SQLTeam.com | Weblogs | Forums

Get records within a range of another set of records?


#1

This is something I was going to do in code, but wondering if it's possible in SQL? I need to go through a set of records which match a certain criteria, then find a super-set of those records which match a criteria comparing to each of the first set. I can illustrate using an example of books as below:

DECLARE @Books TABLE (
  BookId INT,
  Title VARCHAR(100),
  PublishedUTC DATE,
  TotalPages INT
);

INSERT INTO @Books (BookId, PublishedUTC, Title, TotalPages)
  VALUES (1, '2001-01-01', 'Stewards of Gondor', 245);
INSERT INTO @Books (BookId, PublishedUTC, Title, TotalPages)
  VALUES (2, '2010-02-02', 'Heralds of Highgarden', 71);
INSERT INTO @Books (BookId, PublishedUTC, Title, TotalPages)
  VALUES (3, '2010-03-03', 'Tales of Trombones', 1244);
INSERT INTO @Books (BookId, PublishedUTC, Title, TotalPages)
  VALUES (4, '2004-04-04', 'Fables of Foibles', 50);

In this example the first criteria is TotalPages > 100. The second criteria is -1 or +1 year of published date.

The first criteria will find book IDs 1 and 3. Now I need to find every book which has a published date either 1 year before, or 1 year after, the published date of each item in the first set.
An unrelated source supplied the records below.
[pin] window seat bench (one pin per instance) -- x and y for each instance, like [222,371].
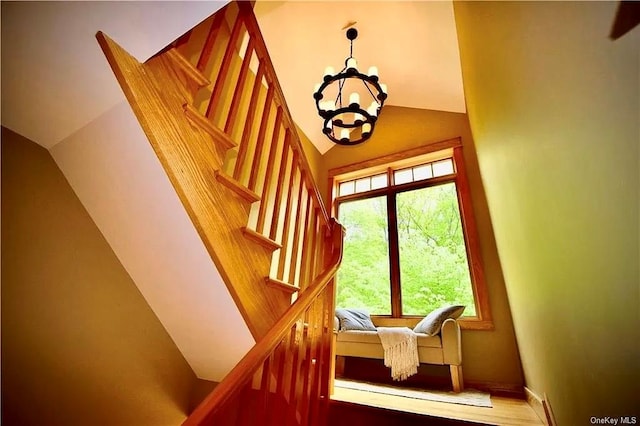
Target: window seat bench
[442,349]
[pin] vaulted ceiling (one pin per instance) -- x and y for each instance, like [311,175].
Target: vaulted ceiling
[55,80]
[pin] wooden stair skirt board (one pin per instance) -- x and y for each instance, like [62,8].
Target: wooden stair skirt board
[187,74]
[190,160]
[220,138]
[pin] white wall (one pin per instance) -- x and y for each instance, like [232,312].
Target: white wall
[112,168]
[554,107]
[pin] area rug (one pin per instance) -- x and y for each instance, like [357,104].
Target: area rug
[466,397]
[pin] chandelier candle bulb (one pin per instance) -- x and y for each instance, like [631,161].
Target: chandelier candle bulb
[373,109]
[352,122]
[354,98]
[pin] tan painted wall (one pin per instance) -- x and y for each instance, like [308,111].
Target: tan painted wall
[80,346]
[488,356]
[554,107]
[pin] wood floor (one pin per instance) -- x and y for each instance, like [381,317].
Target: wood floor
[505,411]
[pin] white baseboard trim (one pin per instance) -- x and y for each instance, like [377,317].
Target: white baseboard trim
[535,402]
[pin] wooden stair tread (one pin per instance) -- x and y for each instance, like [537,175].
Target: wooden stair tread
[266,242]
[281,285]
[239,189]
[191,72]
[203,122]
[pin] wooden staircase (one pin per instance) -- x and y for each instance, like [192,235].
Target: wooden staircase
[213,110]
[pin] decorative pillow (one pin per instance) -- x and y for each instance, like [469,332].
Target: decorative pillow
[430,325]
[354,319]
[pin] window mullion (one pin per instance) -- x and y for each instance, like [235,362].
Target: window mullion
[394,257]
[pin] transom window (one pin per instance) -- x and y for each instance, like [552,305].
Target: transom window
[411,243]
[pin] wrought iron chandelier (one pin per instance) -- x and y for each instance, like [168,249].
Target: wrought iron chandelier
[349,121]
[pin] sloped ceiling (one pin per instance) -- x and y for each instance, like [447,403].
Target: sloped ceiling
[413,44]
[54,78]
[58,91]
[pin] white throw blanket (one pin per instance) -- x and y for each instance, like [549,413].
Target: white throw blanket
[400,346]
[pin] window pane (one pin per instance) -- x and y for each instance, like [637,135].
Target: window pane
[433,260]
[363,185]
[422,172]
[347,188]
[363,277]
[379,181]
[403,176]
[442,168]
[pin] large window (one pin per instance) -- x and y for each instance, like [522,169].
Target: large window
[411,243]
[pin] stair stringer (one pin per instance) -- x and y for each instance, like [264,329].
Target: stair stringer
[191,158]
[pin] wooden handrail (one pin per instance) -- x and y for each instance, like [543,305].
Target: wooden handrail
[244,370]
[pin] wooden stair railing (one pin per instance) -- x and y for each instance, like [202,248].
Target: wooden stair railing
[284,379]
[213,110]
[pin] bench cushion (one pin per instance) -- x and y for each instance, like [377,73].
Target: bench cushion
[371,337]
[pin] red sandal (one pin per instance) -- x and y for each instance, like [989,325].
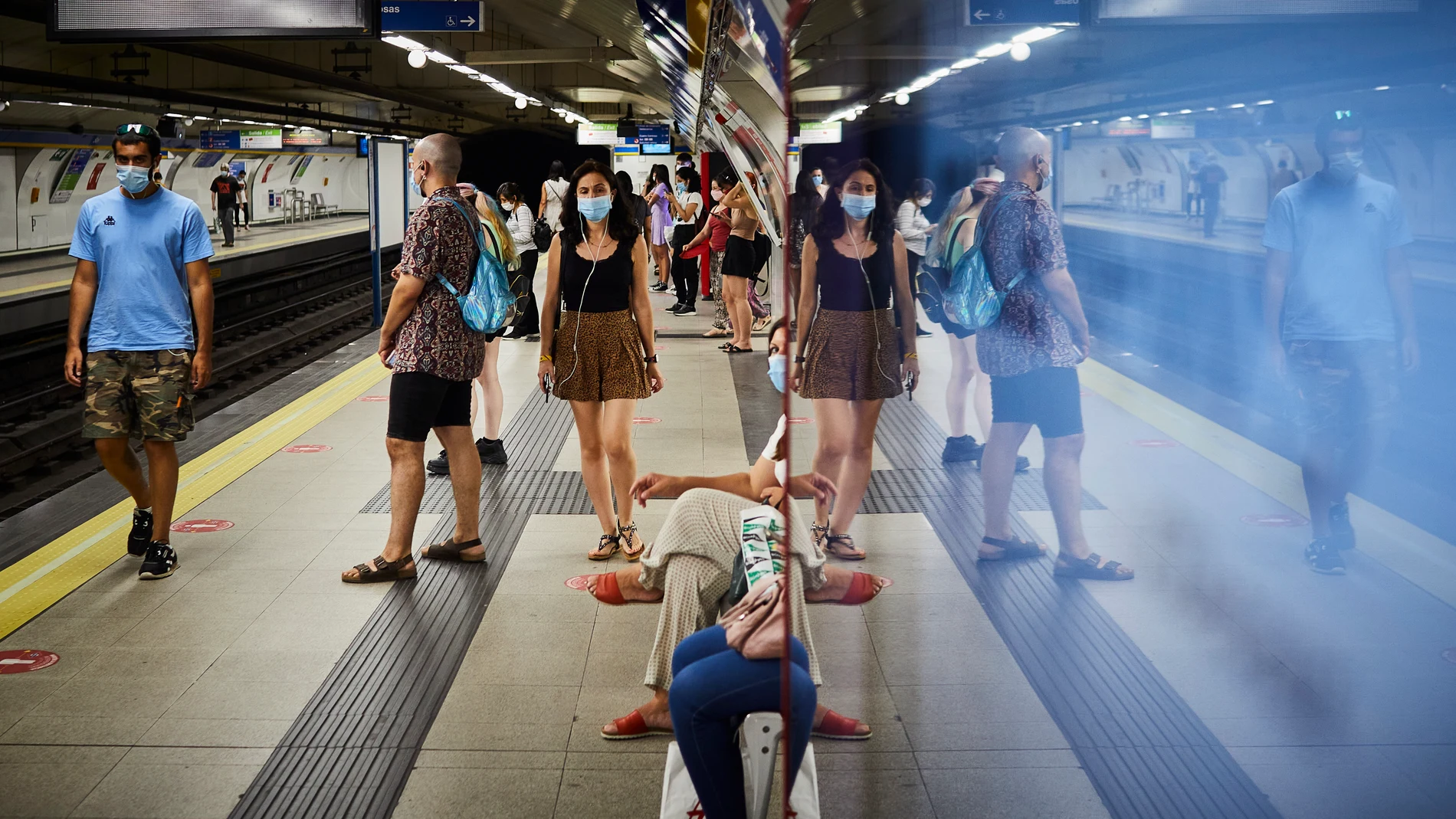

So that will (of course) find Book IDs 1 and 3 themselves, plus Book ID 2 (which was published within 1 year of Book ID 3).

Hope that explains well enough. If possible, can this be done in SQL with just SELECTs, no procedural code? I thought of starting using a WITH, like so:

WITH ManyPages AS (
  SELECT b.PublishedUTC FROM @Books b where b.TotalPages > 100
)
SELECT b.BookId
FROM @Books b
  WHERE b.PublishedUTC -- ... within 1yr of each PublishedUTC in ManyPages

Would that form work in some way?


#2

ooh I think I cracked it... this seems to work; is this indeed the correct way? Even if so, is there a better way, or is this method reasonably efficient?

WITH ManyPages AS (
  SELECT b.BookId, b.PublishedUTC FROM @Books b where b.TotalPages > 100
)
SELECT DISTINCT b.BookId
FROM @Books b
INNER JOIN ManyPages mp 
  ON ABS(DATEDIFF(YEAR, b.PublishedUTC, mp.PublishedUTC)) <= 1

#3

heh I'm enjoying this but it does my head in! I think this is another way, but not sure if this is more or less efficient than the previous one:

SELECT b.BookId
FROM @Books b INNER JOIN (
  SELECT b.PublishedUTC
  FROM @Books b
  WHERE b.TotalPages > 100) b2 ON ABS(DATEDIFF(YEAR, b.PublishedUTC, b2.PublishedUTC)) <= 1

Again, it seems to work, but I'd love someone to verify in case I'm missing something!


#4

I would do it this way:

select b.*
  from @Books as a
       inner join @Books as b
               on b.PublishedUTC>=dateadd(yy,-1,a.PublishedUTC)
              and b.PublishedUTC<=dateadd(yy,1,a.PublishedUTC)
 where a.TotalPages>100

#5

Thanks bitsmed, that works too, though I had to stare at it for a few minutes to get it. :smile:

Each of these 3 methods seem to run about the same speed... can you tell me why you would do it that way over the other 2?


#6

You'll need a bigger set of data to see the speed difference, and also if you put an index on PublishedUCT, speed will be even more increased.
My query doesn't perform functions/calculations on joined table fields, which will give you speed (if you have lots of data and index on PublishedUTC).
Also I avoid subselects which is to be avoid if possible.


#7

Thanks again bitsmed, very helpful!